As promised, this blog will be about the atmosphere we set in the classroom. Our attitudes, our acceptance, our demeanor, our greeting, our looks will all determine the atmosphere we establish daily. Is this important in students achieving success? I think it’s more valuable than the physical space students come to each day.
Why is it so important? Think about your own work atmosphere. Do you teach in a place where the principal is demanding, lacks positive feedback, criticizes all you do and is so moody you never know if Principal Jekyll or Principal Hyde is showing up? If that’s not the environment we’d like to work in, why would we create such an uncomfortable setting for our students?
Tomorrow is the first day of classes and, frankly, I’ve spent hours thinking about, devising, revising, and planning how my first day and subsequent days will look. What do I want to communicate to my students? How can I best relay my positive feelings towards my job and them? What can I do to set the stage for a comfortable, inquisitive and risk-taking classroom?
For me, the last point, risk-taking, is key. By nature, I’m more of a sit-back-and observe type person. However, to engage my students I know I need to be outside my comfort zone. As uncomfortable as that may be for me, I believe it will make the transition to a new school easier for students. It will model for the tentative students the benefits of taking risks and encourage that behavior in my kids.

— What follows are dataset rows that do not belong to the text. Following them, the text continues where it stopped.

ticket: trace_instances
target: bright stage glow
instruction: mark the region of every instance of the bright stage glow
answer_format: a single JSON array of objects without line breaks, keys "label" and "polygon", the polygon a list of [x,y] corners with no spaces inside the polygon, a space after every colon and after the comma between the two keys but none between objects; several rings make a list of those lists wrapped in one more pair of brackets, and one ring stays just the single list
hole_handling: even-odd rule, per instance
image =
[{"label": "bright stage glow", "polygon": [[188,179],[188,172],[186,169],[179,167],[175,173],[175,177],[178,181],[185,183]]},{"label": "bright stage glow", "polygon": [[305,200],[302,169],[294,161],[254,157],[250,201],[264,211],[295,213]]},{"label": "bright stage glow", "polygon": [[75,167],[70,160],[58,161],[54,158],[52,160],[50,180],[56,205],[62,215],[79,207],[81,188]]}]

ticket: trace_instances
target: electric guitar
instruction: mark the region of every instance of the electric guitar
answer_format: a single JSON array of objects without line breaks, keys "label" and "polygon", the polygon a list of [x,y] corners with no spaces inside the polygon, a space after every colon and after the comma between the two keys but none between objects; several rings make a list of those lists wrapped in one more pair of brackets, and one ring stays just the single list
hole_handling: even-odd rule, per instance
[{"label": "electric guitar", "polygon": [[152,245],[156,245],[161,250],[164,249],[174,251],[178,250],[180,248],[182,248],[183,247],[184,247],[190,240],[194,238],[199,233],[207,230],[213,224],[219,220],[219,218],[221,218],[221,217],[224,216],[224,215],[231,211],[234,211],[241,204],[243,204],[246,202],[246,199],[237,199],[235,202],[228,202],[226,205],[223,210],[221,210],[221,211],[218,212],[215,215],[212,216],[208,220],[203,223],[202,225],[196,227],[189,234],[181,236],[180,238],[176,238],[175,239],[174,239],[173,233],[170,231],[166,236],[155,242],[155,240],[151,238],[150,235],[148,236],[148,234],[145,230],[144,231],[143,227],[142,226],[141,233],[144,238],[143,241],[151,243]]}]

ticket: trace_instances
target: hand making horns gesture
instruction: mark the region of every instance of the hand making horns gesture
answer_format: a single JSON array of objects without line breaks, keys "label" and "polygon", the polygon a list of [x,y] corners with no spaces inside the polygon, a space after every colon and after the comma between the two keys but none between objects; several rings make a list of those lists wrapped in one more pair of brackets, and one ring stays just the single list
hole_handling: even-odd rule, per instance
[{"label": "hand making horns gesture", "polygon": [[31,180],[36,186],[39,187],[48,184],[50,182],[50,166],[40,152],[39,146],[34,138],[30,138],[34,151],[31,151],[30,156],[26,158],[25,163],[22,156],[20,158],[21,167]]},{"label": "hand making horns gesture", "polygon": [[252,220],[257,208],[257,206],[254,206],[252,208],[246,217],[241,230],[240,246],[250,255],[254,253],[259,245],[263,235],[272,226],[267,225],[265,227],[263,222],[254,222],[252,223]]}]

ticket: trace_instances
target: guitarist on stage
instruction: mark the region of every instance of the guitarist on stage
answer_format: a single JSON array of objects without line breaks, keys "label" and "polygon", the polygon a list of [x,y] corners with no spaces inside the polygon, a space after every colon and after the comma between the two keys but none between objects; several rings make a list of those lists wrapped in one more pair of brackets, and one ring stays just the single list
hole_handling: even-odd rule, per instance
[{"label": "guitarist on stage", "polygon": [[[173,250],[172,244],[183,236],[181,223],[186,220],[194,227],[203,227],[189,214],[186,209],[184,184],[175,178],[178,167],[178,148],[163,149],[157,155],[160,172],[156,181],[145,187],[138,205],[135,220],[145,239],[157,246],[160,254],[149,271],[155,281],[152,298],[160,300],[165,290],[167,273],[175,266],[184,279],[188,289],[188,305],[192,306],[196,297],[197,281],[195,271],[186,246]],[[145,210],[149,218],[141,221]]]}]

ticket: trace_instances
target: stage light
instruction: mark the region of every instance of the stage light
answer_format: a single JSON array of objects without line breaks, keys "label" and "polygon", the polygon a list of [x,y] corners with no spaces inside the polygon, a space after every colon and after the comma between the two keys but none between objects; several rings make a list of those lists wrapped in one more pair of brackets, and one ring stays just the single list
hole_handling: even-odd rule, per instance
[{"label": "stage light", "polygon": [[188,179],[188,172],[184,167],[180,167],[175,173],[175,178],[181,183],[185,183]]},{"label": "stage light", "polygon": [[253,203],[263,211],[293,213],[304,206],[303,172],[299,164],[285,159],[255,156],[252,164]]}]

So I plan to start my year off in a way that is uncomfortable for me but will, hopefully, appeal to students.
How do we make our classroom inviting? Would music playing make a difference? Standing in the doorway greeting students? Smiling and welcoming back returning students? Would learning students name and one fact about them convey the message we cared? What about the decorations? Have we taken the effort to put up new bulletin boards that are age specific? Do we treat students with respect they have to lose rather than respect they have to gain? Be creative in thinking about comfortable spaces. Dialogue with students and ask them what type of room they'd like to see.
One year staff at my school surveyed students to see what they most wanted in a principal. Hands down the number one answer was someone who made the students feel safe and provided a safe learning environment. Safe to study, to express themselves, to question, to be the person they really are and safe to fail. When I learned that, I took it to heart. Not only did we look for and find a principal who offered a feeling of security to students, but my staff also realized how important safely was to students. So what did we do? We tried to modify our learning environment to reassure student’s they were most important. Once the changes were implemented, I did notice an increase in more heartfelt discussion. Students laughed more as I laughed more. The less uptight I became the more relaxed they felt. Everything to determine the atmosphere in my class centered on me, I realized. And that was a sobering thought.
|Photo courtesy www.brandyontherocks.com|
Classes may become a bit raucous at times, but don’t quell your students. Go with the flow while maintaining control, allow students freedom and watch how students blossom into people who aren’t afraid to express opinions and share their ideas. As we learn together, we grow individually.
So as the school year begins put some time into making your class environment as accepting and safe as possible. When kids feel safe, they can concentrate more on learning. We control the atmosphere in our classes. Let’s determine to make those classes kid centric and provide a safe environment for our young people.